US 12,149,582 B2
Dynamic allocation of platform-independent machine learning state machines between edge-based and cloud-based computing resources
Yueqi Li, San Jose, CA (US); and Alexander Ngai, Irvine, CA (US)
Assigned to Deere & Company, Moline, IL (US)
Filed by Deere & Company, Moline, IL (US)
Filed on Dec. 1, 2021, as Appl. No. 17/540,015.
Prior Publication US 2023/0171303 A1, Jun. 1, 2023
Int. Cl. G06F 15/16 (2006.01); G06F 9/48 (2006.01); G06F 9/50 (2006.01); G06Q 50/02 (2012.01); H04L 67/10 (2022.01); H04L 67/12 (2022.01)

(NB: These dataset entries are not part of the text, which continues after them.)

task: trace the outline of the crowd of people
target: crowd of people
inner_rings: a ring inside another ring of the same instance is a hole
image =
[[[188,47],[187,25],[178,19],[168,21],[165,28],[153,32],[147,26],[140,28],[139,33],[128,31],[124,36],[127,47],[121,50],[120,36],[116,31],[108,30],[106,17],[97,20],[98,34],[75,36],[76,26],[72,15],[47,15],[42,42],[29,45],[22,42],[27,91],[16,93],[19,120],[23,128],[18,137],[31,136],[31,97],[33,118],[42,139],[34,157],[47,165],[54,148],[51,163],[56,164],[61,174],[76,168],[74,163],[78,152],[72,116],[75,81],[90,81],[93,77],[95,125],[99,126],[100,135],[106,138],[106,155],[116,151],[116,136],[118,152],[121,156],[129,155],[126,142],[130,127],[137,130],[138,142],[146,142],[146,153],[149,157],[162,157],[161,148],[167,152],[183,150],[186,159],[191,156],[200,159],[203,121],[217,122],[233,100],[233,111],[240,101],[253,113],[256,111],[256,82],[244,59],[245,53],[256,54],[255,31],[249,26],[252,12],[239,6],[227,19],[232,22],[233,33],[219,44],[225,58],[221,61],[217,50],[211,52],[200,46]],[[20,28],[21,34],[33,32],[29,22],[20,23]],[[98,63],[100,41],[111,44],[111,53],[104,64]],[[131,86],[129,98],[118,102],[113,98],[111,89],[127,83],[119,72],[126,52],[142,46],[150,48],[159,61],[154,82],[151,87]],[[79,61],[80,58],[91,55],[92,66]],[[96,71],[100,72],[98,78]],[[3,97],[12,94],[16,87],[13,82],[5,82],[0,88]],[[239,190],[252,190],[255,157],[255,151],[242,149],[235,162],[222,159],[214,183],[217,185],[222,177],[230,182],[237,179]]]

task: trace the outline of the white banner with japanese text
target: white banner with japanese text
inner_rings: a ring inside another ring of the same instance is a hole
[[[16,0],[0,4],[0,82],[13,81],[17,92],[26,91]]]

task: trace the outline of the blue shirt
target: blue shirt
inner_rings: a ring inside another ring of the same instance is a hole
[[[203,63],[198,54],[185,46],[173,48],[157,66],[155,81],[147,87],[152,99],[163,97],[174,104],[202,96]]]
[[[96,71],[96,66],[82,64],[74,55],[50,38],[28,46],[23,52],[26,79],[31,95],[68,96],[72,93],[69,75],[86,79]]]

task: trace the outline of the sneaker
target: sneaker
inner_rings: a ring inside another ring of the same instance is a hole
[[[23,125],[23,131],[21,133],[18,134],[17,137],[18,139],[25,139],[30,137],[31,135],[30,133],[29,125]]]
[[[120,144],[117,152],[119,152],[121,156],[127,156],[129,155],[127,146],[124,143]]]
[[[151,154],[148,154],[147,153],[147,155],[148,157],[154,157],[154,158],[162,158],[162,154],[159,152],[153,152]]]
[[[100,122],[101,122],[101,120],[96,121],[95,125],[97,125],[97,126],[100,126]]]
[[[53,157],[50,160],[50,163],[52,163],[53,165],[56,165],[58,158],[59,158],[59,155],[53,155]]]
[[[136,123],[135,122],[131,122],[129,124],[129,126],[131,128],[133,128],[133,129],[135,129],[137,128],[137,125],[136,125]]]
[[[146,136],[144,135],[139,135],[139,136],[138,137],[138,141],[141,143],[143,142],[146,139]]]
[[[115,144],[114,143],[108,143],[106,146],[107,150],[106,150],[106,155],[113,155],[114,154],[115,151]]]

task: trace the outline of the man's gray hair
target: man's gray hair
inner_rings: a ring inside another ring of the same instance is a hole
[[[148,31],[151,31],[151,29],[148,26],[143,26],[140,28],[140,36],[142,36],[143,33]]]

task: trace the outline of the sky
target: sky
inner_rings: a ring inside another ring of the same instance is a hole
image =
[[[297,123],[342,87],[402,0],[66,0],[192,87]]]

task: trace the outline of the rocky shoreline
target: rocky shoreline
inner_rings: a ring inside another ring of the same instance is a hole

CPC H04L 67/10 (2013.01) [G06F 9/4806 (2013.01); G06F 9/4881 (2013.01); G06F 9/5027 (2013.01); G06Q 50/02 (2013.01); H04L 67/12 (2013.01)] 17 Claims
OG exemplary drawing
 
1. A method implemented using one or more processors, comprising:
causing one or more graphical user interfaces (GUIs) to be rendered on a display, wherein each GUI of the one or more GUIs includes a working canvas that is usable to create, edit, manipulate, or otherwise act upon a plurality of graphical nodes corresponding to a plurality of platform-independent logical routines, wherein the plurality of graphical nodes are movable on the working canvas relative to each other to connect an output of at least one of the graphical nodes to an input of another of the graphical nodes via one or more edges to define a platform independent agricultural state machine, and wherein one or more of the platform independent logical routines includes logical operations that process agricultural data that represents one or more plants using one or more phenotyping machine learning models;
identifying one or more edge computing resources available to a user for which the agricultural state machine is to be implemented;
determining one or more constraints imposed by the user on implementation of the agricultural state machine, wherein the one or more constraints include one or more latency thresholds for obtaining phenotypic predictions about plants generated based on processing images of the plants using one or more of the platform-independent logical routines; and
based on the one or more edge computing resources and the one or more constraints,
dynamically allocating, to one or more of the edge computing resources, logical operations of one or more of the platform-independent logical routines of the agricultural state machine that will satisfy the one or more constraints when executed on one or more of the edge computing resources; and
dynamically allocating, to a cloud computing resource in network communication with the one or more edge computing resources, logical operations of one or more other platform-independent logical routines of the agricultural state machine that will not satisfy the one or more constraints when executed on one or more of the edge computing resources.